As someone who was late to getting into the series, I made up for it by playing the heck out of SoulCalibur IV. Granted most of my time was spent creating characters, but in total I clocked over a hundred hours with the fighter. Long time fans bemoaned SoulCalibur IV, but I loved it to pieces. Now here we have SoulCalibur V, a game that in all honesty shouldn’t even exist! After the previous title failed to sell well, Namco disbanded Project Soul (their internal dev team that makes the Soul games). They had no intention of reviving the series until fans annoyed the heck out of Tekken’s lead producer Katsuhiro Harada on Facebook and Twitter, begging him to convince Namco to get Project Soul back together again for another stab at glory. Well, the fans won… But was it all worth it?

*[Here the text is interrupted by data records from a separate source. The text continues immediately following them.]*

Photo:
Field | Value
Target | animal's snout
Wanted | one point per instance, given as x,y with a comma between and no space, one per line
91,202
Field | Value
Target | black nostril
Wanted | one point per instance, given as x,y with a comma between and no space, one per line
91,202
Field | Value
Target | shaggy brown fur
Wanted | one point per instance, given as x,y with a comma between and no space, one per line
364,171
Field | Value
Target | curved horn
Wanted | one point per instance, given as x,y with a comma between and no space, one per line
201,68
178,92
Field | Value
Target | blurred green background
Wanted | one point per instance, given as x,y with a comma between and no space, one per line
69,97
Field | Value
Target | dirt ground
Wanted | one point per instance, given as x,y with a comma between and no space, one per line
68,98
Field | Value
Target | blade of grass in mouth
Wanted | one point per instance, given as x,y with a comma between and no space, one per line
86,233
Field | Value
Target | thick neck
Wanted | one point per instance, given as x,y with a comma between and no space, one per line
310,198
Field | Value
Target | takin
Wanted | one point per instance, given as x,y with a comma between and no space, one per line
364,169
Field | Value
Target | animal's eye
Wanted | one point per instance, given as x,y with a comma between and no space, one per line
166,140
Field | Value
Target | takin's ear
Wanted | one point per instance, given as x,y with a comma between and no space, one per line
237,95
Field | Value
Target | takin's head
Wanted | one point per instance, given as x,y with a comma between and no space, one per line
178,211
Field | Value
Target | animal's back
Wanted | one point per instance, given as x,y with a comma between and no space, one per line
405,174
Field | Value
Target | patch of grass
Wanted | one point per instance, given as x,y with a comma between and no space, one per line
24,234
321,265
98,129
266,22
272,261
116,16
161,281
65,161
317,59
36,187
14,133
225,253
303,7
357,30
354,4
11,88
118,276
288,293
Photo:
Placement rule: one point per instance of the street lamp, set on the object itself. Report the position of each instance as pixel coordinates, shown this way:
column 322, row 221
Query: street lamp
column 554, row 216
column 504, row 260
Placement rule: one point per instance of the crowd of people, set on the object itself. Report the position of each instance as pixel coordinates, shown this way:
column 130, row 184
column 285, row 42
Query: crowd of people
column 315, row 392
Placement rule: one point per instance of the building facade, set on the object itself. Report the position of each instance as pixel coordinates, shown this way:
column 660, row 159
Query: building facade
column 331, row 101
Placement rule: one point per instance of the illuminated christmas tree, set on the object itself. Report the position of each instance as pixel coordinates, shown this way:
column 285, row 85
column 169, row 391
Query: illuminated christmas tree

SoulCalibur V is essentially a reboot of sorts to the series in the sense that it has advanced time by several years in the game world so that many new characters can join the fray. It’s pretty much the same thing Namco did with Tekken 3, and we know how great that game turned out to be! Just like in Tekken 3, we have a brand new protagonist in the form of Patroklos Alexander, son of Sophitia. No longer does the game focus on the exploits of Siegfried’s eternal battle with Nightmare and Soul Edge, but rather it is centered on Patroklos’ efforts to rescue his sister Pyrrha from the malfested as well as Soul Edge’s influence.
Patroklos and Pyrrha obviously take center stage in this installment while a handful of other new characters such as Leixia, Natsu, and Z.W.E.I. as well as several others help pad out the roster. Unfortunately this means that a few fan favourites are absent from SoulCalibur V. I’ll just throw some names out right now just to get the depressing part out of the way. Amy, Cassandra, Rock, Seong Mi-na, Setsuka, Sophitia, Taki, Talim, Zasalamel, Xianghua, and Yun-Seong have not returned from SoulCalibur IV. I’m sure that creates quite a lot of sadness since there are some definite favourites in there, but we still have other fan favourites still kicking around such as Ivy, Maxi, Nightmare, Siegfried, Tira, and several others. A few returning characters such as Aeon (Lizardman) and Kilik have also been severely altered for better or for worse.
To make up for the lack of some characters being cut from the roster, they have essentially been replaced with newer and younger characters who have similar fighting styles. For instance, Natsu happens to be Taki’s ninja apprentice, Pyrrha fights a lot like a cross between Cassandra and Sophitia, and Xiba is pretty much just Kilik with a new face and voice. Other new characters may seem similar for different reasons, such as the energy ball wielding Viola who bears a frighteningly striking resemblance to Amy, albeit a little older. The fact that she is even voiced by the same actress doesn’t help deter conspiracy theorists such as myself from believing quite firmly that Viola is simply a slightly older Amy (she looks mid-twenties rather than thirty or older since Amy was malfested and had her aging process slowed down). There’s also one guest character this time around in the form of Ezio Auditore from Assassin’s Creed. Suffice to say, he fits the theme of the game a lot better than Darth Vader and Yoda, and he’s also a heck of a lot of fun to play as.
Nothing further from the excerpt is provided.